The Android study was done by people from Penn State University, Duke University, and Intel Labs, using a tool they created called TaintDroid. They studied 30 popular applications from the Android Market, chosen at random, and came to the conclusion that a selection of them transmitted location data and/or unique identifiers to advertisement servers.
Google already responded to this study last week, stating that applications always ask for permission to access any personal information upon installation - this is a requirement for the Android Market. As such, Google noted that "none of the applications studied in this research operated outside of the Android Permissions model, so in each case, a user would have already granted the application access to the resources listed (e.g. location, device ID, etc)".
While this is true, it ignores the fact that while applications on Android may ask for permission to use personal information, it's never really clear how or why they're using this information. Sure, it makes sense for a, I don't know, route tracking application to have access to your GPS data - but at the same time, you have no idea if the application isn't also sending this information to third party advertisement servers.
While a far more controlled environment, Apple's iOS isn't free from these kinds of issues either, as noted by a study performed at Bucknell University. This study requires some historical background: back in 1999, Intel's newly announced Pentium III processors contained a unique serial number per processor, which didn't sit well with the industry and governments the world over. They worried that it could be used to track users' online behaviour, and some governments even went as far as asking for a ban on Pentium III processors. Intel removed this serial number shortly afterwards.
The iPhone, iPod Touch, and iPad, however, contain something similar: the Unique Device Identifier (UDID). Apple promotes the use of UDIDs as a way for application developers to link information to specific devices, e.g. storing high scores in a game on a central server. While Apple states that the UDID may not be linked to personally identifiable information, there is no mechanism in place to prevent this from happening, nor is there a mechanism to prevent the UDID from being shared with third parties (such as advertisement firms).
The study in question was performed to "determine if the privacy fears surrounding the Pentium 3 have manifested themselves on the iPhone platform". In order to do so, they studied 57 random popular applications from the App Store, and came to interesting conclusions.
"We found that 68% of these applications were transmitting UDIDs to servers under the application vendor's control each time the application is launched. Furthermore, 18% of the applications tested encrypted their communications such that it was not clear what type of data was being shared," the study notes, "A scant 14% of the tested applications appear to be clean. We also confirmed that some applications are able to link the UDID to a real-world identity."
"For example," the study continues, "Amazon's application communicates the logged-in user's real name in plain text, along with the UDID, permitting both Amazon.com and network eavesdroppers to easily match a phone's UDID with the name of the phone's owner. The CBS News application transmits both the UDID and the iPhone device's user-assigned name, which frequently contains the owner's real name."

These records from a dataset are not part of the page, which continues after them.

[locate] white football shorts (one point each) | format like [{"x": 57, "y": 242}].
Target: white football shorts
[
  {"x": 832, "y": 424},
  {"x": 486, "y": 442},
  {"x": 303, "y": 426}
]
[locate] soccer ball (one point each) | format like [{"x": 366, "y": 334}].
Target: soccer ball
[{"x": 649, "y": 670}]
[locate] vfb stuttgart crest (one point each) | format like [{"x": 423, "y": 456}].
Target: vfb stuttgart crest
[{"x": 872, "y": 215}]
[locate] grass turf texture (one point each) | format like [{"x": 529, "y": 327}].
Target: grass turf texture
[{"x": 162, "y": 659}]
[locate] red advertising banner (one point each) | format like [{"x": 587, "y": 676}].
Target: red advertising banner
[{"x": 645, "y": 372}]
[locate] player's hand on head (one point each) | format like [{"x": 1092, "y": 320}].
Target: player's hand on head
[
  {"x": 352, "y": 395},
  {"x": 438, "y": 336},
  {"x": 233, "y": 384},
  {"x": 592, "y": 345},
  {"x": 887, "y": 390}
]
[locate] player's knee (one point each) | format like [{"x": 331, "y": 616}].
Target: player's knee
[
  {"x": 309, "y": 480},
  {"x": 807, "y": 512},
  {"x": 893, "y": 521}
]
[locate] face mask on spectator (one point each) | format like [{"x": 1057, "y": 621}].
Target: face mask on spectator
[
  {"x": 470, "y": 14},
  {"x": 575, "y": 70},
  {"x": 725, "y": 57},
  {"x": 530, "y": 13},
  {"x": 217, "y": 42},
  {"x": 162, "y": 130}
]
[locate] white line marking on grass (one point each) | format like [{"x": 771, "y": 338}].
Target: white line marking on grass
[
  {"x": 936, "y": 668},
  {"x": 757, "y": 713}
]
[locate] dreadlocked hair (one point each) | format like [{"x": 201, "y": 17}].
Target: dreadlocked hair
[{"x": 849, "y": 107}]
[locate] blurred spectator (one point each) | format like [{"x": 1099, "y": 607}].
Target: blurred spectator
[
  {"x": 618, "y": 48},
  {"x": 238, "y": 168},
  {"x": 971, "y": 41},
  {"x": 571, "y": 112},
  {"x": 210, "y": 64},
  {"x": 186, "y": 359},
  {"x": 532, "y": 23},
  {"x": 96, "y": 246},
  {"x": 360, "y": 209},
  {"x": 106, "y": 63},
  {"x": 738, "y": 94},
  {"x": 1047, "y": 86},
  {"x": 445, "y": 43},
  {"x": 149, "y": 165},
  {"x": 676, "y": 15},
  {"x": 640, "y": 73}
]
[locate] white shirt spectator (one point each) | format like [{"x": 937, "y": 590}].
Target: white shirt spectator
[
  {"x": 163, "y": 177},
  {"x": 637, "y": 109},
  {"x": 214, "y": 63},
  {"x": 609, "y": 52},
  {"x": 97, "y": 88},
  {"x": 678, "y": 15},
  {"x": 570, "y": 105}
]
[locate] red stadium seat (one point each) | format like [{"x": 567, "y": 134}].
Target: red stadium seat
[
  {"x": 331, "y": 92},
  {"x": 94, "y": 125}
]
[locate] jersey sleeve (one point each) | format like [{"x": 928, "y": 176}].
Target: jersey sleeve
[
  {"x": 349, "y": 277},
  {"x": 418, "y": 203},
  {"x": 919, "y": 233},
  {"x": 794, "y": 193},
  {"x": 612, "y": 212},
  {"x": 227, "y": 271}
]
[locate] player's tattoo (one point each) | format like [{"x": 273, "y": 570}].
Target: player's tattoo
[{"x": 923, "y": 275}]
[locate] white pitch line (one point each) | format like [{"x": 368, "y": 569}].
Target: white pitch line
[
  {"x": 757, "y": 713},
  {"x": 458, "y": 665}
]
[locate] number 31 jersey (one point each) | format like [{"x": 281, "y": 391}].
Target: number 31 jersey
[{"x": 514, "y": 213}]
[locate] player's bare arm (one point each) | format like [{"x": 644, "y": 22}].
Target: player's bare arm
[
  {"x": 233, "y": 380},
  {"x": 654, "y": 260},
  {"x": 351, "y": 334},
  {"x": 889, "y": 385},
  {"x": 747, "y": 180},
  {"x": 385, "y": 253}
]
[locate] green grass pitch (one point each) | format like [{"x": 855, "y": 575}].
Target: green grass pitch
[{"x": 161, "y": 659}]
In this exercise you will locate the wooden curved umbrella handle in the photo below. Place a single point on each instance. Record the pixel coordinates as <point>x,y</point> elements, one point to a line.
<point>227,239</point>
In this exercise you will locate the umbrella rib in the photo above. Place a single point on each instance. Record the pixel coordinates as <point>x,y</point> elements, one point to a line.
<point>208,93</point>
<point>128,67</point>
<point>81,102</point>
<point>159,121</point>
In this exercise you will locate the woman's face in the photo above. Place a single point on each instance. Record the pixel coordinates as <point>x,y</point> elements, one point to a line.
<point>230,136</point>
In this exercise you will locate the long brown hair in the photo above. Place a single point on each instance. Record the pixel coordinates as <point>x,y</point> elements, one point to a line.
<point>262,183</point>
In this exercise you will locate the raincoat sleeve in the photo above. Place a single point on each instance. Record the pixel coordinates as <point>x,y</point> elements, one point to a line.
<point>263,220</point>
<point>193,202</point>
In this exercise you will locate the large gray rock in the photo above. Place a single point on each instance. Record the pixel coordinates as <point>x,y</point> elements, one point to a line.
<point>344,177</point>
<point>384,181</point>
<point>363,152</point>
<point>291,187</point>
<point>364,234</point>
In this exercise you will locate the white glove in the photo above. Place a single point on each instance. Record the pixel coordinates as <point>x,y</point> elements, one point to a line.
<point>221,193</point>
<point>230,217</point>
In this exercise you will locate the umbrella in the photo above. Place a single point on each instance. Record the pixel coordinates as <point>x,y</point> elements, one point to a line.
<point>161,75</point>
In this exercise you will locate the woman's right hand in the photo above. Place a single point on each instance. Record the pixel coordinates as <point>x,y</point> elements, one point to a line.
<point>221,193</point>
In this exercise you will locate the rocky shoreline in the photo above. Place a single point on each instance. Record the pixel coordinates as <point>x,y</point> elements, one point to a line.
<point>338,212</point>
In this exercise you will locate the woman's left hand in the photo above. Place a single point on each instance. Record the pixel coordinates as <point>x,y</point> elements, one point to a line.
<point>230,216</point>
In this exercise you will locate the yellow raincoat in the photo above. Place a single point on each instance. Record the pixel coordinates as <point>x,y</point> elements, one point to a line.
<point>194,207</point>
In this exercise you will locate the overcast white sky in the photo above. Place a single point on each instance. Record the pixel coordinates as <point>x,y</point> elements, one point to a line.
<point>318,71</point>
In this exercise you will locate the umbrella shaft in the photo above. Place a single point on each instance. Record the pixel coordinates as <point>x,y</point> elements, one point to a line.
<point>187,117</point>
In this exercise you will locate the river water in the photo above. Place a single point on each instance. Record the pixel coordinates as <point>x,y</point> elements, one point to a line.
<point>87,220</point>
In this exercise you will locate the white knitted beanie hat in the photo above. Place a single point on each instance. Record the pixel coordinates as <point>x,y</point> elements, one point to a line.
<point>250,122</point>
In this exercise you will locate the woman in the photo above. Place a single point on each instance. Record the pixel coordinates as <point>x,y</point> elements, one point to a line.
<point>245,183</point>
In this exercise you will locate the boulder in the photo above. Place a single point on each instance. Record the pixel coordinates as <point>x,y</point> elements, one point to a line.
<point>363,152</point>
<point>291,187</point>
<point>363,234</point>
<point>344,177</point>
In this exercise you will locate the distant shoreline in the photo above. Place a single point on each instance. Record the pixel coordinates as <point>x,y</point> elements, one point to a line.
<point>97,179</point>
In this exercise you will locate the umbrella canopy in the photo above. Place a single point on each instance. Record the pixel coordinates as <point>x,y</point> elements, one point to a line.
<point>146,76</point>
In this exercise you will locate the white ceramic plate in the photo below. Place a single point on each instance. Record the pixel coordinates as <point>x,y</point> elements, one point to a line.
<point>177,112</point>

As a conclusion, the study states that all this poses a real threat to iOS users. "Privacy and security advocates, personal iPhone owners, and corporate iPhone administrators should be concerned that it would be feasible - and technically, quite simple - for their browsing patterns, app usage, and physical location collected and sold to unintended customers such as advertisers, spouses, divorce lawyers, debt collectors, or industrial spies," the study argues, "Since Apple has not provided a tool for end-users to delete application cookies or to block the visibility of the UDID to applications, iPhone owners are helpless to prevent their phones from leaking this information."
It's difficult to ascertain how much of an issue this - both the Android and iOS one - really is. Sure, it's a matter of principal that devices should not emit information like this for everyone to see without users' consent, but at the same time, allowing very fine-grained control over these matters will only serve to confuse most users. This confusion could have two outcomes; users see a complicated privacy dialog and automatically cancel out of fear. However, considering just how many applications use personal data, it could also lead to users becoming numb to such dialogs.
In the end, it may already be too late, as a Google spokesperson notes. "Note that this trust relationship between the user and the software maker exists regardless of the platform - even in desktop software and more controlled application environments," he said, "It is not specific to Android. As an industry, we've never been able to 100% guarantee what a software maker (on any platform) will do with data to which they are entrusted."
Still, it is good to see people paying attention to this and questioning the uses and motives of these application developers.